A formação em contexto entende que é na atividade situada da escola, junto aos professores, crianças e famílias, especificamente nas práticas pedagógicas, que deve incidir o foco formador. A rede de pesquisadores se diferencia das tradicionais propostas que separam a formação da pesquisa e das práticas pedagógicas. Difere, ainda, de tradições comuns, de uso de “pacotes de treinamento”, vindas de hierarquias superiores, de ideologias que fragmentam a ação dos gestores, das questões pedagógicas, de cursos de formação contínua que se tornam descontínuos. Distancia-se de práticas que não ouvem as vozes de três protagonistas: crianças, professores/pedagogias e pais/comunidade.

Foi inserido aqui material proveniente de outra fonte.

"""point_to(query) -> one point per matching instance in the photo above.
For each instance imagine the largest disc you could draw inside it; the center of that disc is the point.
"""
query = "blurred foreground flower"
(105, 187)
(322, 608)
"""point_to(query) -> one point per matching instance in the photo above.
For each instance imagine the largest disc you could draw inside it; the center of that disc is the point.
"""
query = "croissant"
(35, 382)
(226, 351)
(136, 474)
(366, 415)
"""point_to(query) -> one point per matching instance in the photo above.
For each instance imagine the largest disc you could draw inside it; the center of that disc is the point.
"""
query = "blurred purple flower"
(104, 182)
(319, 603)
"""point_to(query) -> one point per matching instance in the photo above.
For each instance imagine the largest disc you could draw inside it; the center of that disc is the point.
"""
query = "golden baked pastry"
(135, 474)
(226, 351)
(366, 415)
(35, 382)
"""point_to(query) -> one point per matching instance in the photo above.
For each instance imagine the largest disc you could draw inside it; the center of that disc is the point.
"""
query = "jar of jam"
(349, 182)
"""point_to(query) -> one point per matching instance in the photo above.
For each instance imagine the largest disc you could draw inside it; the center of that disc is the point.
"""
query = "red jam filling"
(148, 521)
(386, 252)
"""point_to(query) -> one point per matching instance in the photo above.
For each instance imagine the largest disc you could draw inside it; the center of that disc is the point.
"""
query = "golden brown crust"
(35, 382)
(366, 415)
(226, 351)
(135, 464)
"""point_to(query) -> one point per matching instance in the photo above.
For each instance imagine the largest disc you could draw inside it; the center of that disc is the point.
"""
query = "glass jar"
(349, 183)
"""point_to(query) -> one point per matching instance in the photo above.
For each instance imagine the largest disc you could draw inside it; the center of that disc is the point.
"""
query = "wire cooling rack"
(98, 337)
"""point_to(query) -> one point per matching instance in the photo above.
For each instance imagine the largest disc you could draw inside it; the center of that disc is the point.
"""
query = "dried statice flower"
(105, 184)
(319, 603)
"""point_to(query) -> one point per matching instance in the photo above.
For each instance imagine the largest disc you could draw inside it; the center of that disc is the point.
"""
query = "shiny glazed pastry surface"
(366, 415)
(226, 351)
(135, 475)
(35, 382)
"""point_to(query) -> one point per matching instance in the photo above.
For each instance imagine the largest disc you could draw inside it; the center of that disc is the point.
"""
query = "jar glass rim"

Com a colaboração dos professores João Formosinho e Júlia Oliveira-Formosinho, responsáveis pelo Projeto Infância do Instituto de Estudos da Criança da Universidade do Minho e da Associação Criança, ambos em Braga, Portugal, a equipe brasileira se organiza para criar uma rede de pesquisadores que trata da educação infantil.

A Faculdade de Educação da USP se insere no processo de internacionalização, com acordos de cooperação internacional, entre os quais cabe destacar o Capes/Grices: Infância/Formação/Pesquisa/Intervenção, que visa a formar professores para o segmento da infância (crianças de 0 a 10 anos).

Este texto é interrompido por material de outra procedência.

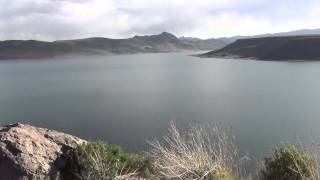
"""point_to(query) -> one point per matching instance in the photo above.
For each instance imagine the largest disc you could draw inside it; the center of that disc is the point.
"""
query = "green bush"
(97, 160)
(288, 163)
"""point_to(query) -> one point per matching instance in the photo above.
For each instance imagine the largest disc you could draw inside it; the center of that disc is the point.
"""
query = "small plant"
(204, 152)
(97, 161)
(141, 164)
(288, 163)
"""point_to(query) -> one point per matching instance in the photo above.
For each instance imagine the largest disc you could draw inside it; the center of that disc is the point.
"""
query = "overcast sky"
(68, 19)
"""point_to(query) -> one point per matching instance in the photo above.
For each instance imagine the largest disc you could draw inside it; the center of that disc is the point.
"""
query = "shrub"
(205, 152)
(97, 160)
(288, 163)
(141, 164)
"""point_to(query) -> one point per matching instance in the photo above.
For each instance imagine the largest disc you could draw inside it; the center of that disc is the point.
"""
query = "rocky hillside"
(164, 42)
(272, 48)
(26, 151)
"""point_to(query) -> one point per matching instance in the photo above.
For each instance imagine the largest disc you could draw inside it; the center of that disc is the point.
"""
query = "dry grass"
(203, 152)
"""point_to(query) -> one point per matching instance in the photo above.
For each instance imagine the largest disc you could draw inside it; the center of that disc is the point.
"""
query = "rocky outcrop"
(27, 151)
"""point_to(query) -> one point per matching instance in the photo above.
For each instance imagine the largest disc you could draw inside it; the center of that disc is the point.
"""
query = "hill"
(272, 48)
(301, 32)
(164, 42)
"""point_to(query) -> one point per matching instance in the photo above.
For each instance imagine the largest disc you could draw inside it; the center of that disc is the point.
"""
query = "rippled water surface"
(126, 99)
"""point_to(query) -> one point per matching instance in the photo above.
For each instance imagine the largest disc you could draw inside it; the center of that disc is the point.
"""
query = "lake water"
(127, 99)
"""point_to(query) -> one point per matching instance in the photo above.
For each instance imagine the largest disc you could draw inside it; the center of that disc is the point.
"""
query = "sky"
(70, 19)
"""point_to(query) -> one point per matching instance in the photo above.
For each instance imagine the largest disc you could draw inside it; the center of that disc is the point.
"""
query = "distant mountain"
(302, 32)
(164, 42)
(201, 44)
(272, 48)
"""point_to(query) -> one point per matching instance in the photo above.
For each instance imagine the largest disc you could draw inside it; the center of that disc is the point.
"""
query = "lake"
(126, 99)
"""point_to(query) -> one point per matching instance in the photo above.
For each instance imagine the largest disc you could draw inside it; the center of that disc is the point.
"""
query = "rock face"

A formação em contexto é a concepção que reúne pesquisadores de sete universidades públicas e privadas de São Paulo, Ceará e Minas Gerais, tendo o compromisso de envolver pesquisadores em processos de pesquisa aliados à formação dos professores de escolas apoiadas pela equipe. Ao refletir sobre a práxis, os professores introduzem inovações, beneficiando as crianças.
O Seminário Internacional sobre a Rede de Pesquisadores: Contextos Integrados de Educação Infantil – realizado em agosto na USP – traz o resultado de seis anos de trabalho (2000-2006) e divulga como os grupos de pesquisa utilizam a estrutura da universidade para dar apoio às escolas infantis. Nesse processo, envolvem diretores, coordenadores, supervisores e professores, que encontram nessa rede ressonância em suas inquietações, aprofundam suas reflexões e investem nas práticas de melhor qualidade.

As instituições infantis apoiadas se diferenciam, oferecendo aos estagiários oportunidades de formação prática de melhor qualidade. Os profissionais das escolas, ao discutirem suas práticas, se desenvolvem, em um longo processo de formação profissional, que requer empenho, esforço e envolvimento. Os gestores, ao compreenderem o papel da liderança no processo de gestão democrática, discutem as culturas docentes e institucionais. Não se trata da clausura na sala ou em sua função, mas a compreensão de que, na instituição infantil, todos são educadores, independente de suas atribuições e que as funções de gestão se imbricam nas pedagógicas.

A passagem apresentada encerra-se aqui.